Isaacson intends the book as a da Vinci tribute, right down to its design: Leonardo da Vinci is printed on 80 stock paper with high-definition illustrations.

And in the spirit of blending art and technology, Isaacson spoke to museum curators and technology leaders.

Bill Gates, who in the 1990s purchased Leonardo’s scientific writings, otherwise known as the Codex Leicester, gave Isaacson special access to the notebooks.

Art historian and da Vinci scholar Marco Cianchi, who consulted with Isaacson on the manuscript, calls the book a “biography with a special point of view,” one that joins Leonardo with the “innovators of our technological age.”

“As an Italian who’s always worried about the fictional way the Renaissance is represented, I find Walter’s Leonardo an important contribution for a better understanding, not only of our past but also of our present time,” Cianchi told the Associated Press in an email.
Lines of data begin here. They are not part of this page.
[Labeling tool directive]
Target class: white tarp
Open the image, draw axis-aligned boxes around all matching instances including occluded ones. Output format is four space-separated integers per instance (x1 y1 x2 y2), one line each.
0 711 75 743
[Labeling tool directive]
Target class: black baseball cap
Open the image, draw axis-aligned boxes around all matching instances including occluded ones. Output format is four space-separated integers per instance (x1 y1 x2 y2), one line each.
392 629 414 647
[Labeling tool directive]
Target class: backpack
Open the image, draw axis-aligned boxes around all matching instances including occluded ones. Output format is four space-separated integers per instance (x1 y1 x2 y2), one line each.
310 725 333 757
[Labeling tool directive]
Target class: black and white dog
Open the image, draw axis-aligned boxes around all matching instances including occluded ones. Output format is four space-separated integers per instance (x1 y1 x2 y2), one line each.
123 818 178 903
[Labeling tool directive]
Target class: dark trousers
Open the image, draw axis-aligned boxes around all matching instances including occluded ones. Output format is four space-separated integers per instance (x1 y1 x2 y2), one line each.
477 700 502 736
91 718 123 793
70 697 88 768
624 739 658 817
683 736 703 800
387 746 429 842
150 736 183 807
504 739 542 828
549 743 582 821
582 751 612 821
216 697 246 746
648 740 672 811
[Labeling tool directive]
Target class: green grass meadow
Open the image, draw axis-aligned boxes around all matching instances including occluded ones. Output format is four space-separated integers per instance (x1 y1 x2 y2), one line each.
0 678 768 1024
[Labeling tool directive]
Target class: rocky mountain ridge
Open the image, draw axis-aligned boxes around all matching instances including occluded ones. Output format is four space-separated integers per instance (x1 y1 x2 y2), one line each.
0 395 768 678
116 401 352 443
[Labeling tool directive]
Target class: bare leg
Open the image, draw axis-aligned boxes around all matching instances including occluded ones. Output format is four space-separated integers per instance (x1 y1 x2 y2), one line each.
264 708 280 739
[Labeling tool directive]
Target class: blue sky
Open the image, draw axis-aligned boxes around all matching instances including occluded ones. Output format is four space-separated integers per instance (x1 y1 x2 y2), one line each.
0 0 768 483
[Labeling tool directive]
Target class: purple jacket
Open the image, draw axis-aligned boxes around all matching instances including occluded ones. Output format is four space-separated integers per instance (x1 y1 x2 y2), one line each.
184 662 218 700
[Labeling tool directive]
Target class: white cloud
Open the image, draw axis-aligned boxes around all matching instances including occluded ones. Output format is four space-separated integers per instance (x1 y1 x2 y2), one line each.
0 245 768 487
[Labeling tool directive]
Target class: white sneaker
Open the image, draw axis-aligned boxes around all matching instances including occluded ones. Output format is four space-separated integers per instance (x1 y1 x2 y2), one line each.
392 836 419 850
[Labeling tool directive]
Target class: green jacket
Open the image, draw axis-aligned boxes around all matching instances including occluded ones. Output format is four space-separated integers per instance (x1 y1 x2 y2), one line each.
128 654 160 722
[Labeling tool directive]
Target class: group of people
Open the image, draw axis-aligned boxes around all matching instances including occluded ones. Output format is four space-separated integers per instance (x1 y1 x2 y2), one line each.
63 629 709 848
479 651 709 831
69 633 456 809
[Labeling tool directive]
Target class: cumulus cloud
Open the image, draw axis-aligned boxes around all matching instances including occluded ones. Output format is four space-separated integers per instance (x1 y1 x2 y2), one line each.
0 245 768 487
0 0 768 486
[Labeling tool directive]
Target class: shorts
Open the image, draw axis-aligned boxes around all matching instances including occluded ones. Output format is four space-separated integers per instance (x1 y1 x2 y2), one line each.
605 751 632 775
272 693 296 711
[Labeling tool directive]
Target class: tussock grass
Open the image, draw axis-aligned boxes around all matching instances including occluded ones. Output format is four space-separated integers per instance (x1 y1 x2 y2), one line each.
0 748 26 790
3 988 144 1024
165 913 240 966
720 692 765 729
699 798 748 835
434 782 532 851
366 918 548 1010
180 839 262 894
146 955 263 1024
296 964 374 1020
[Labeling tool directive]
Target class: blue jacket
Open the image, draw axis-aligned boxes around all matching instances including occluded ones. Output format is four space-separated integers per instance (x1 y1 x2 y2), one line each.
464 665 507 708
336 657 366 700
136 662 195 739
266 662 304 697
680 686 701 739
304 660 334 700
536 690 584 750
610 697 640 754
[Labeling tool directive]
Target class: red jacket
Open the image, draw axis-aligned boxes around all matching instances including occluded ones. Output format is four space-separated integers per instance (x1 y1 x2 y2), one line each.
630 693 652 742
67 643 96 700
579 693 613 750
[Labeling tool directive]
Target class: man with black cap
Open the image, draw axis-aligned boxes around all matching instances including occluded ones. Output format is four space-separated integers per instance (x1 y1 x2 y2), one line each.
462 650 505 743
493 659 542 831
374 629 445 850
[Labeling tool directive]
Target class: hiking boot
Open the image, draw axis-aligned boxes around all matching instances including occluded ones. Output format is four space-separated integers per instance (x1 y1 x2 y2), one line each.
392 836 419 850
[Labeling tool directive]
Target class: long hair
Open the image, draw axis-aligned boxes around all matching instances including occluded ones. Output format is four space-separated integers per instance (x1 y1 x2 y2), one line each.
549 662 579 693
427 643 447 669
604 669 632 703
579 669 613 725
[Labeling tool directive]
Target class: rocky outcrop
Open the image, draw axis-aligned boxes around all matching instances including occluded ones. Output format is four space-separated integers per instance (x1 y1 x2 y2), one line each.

Countless works have come out on da Vinci and many more are expected as the 500th anniversary of his death approaches. Leonardo DiCaprio, himself named for the artist, is expected to star in a film version of Isaacson’s book. Isaacson, interviewed at the offices of Simon & Schuster, spoke of everything from the “Mona Lisa” to Leonardo and the internet.

 

Why everything matters

“Others have criticized Leonardo for getting distracted and doing scientific experiments when he should have been painting The Battle of Anghiari or the Adoration of the Magi. But every passion that he had deepened his appreciation for the patterns of nature. So even if he was devising an engineering scheme to divert water, and spending page after page of his notebook looking at how water spirals when it hits an obstacle, you later see that in the river flowing at the back of the Mona Lisa, or the spirals of her curls.”

 

Leonardo and Steve Jobs

“Steve Jobs had difficulty letting go of a product until he had it perfected. He held up shipping the original Macintosh because the circuit board inside, which nobody will ever see, wasn’t beautiful enough. Eventually Jobs retreated from this obsessive perfection and embraced a new maxim, which his team taught him, which is, ‘real artists ship.’ Leonardo never fully embraced that real artists shipped. He held on to the Mona Lisa, St. Jerome in the Wilderness, St. John the Baptist. He believed in holding on to the product, and one of the lessons he teaches us is that, yes, real artists ship. You should try to finish the project, but every now and then, every once in a while in life, you should let the perfect be the enemy of the good.”

 

On the Mona Lisa

“You don’t get to paint the Mona Lisa unless you spend a lifetime appreciating the connections of patterns across from nature’s disciplines. … Right to the end of his life, he’s adding the tiniest layers of glaze stroke, so that it catches the light more perfectly. And it is the ultimate combination of all of his passions, from water to anatomy to art. He wanted to know everything that could possibly be known about everything there was to know about our cosmos, including how we fit into it. And the Mona Lisa is the culmination of that quest.”

 

On da Vinci and the internet age

“Leonardo da Vinci was extraordinarily lucky to be born the same year (1452) that Gutenberg opened his first commercial printing shop. And so a kid like Leonardo, with no formal education, could teach himself anything he was interested in by searching out books. And we go through Leonardo’s notebooks and he keeps a list that gets bigger and bigger, grows to 400 to 500 books on everything from math to poetry, because the printing press has come around. He would be overjoyed at the concept of being alive at the time of the internet, where any topic that pricked your passion you could drill down on. Because that’s what he did; he geeked out, he drilled down.”